Nochmal baute ich die vier Gefährten aus der „Reise nach Westen“ in Klemmbausteinen, und nochmal kamen diese von LOZ … aber in einer komplett anderen Größe und Bauweise als die schon vorgestellten Diamond Blocks von Tripitaka und Konsorten. Aber mir doch recht gut gefallend.

Eigentlich ließen mich diese „BrickHeadz“, die Lego vor einigen Jahren auf den Markt warf, recht kalt – was mit daran gelegen haben mag, dass die Themen, also der übliche Superhelden-Sternenkrieger-Disney-Mix, mittlerweile sehr, sehr ausgelutscht sind. Und dass Gal Gadot oder Scarlett Johannson im Ritter-Sport-Format, also quadratisch bis der Notarzt kommt, wirklich bescheuert aussehen (tun sie als Minifiguren oder Funko Pops auch, gebe ich zu).

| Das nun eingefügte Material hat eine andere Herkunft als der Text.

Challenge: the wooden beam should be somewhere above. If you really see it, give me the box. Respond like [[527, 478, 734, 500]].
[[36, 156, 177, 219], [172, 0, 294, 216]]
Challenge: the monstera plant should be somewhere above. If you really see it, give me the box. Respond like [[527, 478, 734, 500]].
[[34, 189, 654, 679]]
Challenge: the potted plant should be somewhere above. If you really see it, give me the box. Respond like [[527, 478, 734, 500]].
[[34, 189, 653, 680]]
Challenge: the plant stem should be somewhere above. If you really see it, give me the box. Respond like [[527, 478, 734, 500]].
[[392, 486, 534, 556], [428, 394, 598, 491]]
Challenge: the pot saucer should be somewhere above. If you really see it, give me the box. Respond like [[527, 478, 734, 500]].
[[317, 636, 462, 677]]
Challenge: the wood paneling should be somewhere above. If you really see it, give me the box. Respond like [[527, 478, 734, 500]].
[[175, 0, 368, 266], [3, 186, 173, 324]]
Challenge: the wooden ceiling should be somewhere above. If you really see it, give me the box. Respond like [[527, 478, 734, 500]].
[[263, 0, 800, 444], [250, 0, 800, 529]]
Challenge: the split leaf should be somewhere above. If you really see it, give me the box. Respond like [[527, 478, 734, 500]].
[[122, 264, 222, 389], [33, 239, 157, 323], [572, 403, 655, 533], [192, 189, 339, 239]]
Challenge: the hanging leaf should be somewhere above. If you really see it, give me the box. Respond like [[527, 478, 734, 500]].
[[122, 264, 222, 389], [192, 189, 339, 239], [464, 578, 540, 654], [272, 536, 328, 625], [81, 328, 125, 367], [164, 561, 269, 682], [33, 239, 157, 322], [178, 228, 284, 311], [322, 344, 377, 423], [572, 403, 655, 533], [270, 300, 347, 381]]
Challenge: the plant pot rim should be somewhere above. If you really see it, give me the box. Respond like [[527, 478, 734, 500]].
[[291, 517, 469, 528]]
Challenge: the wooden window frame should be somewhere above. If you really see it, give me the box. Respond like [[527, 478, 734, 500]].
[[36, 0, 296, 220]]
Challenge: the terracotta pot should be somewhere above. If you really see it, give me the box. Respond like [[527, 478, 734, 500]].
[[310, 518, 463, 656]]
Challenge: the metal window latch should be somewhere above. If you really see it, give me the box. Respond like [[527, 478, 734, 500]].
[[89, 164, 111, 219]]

So weit, so schlecht.

Dann aber entdeckte ich bei AliExpress (zu heftig schwankenden Preisen und mit teils schwieriger Verfügbarkeit) dreieinhalb Serien von jeweils vier Figuren aus dem chinesischen Kulturkreis, acht Sets wurden gleich preisgünstig geordert, von den sechs noch fehlenden hoffe ich, zumindest fünf noch besorgen zu können. Hersteller ist LOZ, und die Steine sind aus dem Fundus der „verkleinerten“ Lego-Vorbilder. Womit die Figuren etwa acht Zentimeter hoch werden, durch das kleinere Format auch nicht mehr ganz so klotzig wirken. Und: Da LOZ sich bei dieser Reihe auf die Stilisierung konzentrieren kann, nicht an einem an jeder Ecke zu sehenden Vorbild kleben muss, klappt es mit der meist eckigen Abstraktion weitaus besser.

Hier zeige ich jetzt einfach mal die schon bekannten vier Helden der „Reise in den Westen“:

Die Helden der „Reise in den Westen“ – der Mönch Tripitaka, der Affenkönig, der Schweinemensch und der Wasserdämon sind in der traditionellen Art nachgebildet. Der Mönch trägt seinen buddhistischen Stab (dessen Kopfteil hier aus „Schlangen“ zusammengesetzt wird) und segnet gerade, der mit dem Wunderstab bewaffnete Affe sitzt bequem auf seiner Wolke, Pigsy schwingt den Rechen vor einem gewaltigen Bauch, und der immer grimmig dreinschauende Sandy hat eine halbmondförmige Waffe, eine Vollglatze, und seine (leicht geschönte) Halskette. Kennt man, wenn man sich mit der Materie beschäftigt hat … und erkennt man dann auch sofort.

Bautechnisch sind die Figuren an sich eher einfach, sind halt Klötze – etwas über 200 Steine und Teile kommen in jeweils zwei Tüten (außer bei Sha Wujing, dessen Solotüte hatte mich kurz in Panik) und sind in einer Stunde oder so verbaut. Hat man eine dieser Quadraturen gebaut, gehen die nächsten leichter von Hand. Ausnahme war (wie sollte es anders sein, passend zur literarischen Vorlage) Sun Wukong. Hier wurde reichlich mit Baurichtungswechsel gearbeitet, war eine interessante Vorgehensweise. Und bietet ein gutes Endergebnis, etwas außerhalb des Mainstream.

Würde ich mir mehr kaufen? Wie gesagt, liegt allein am Vorbild – aber Spaß hat es gemacht.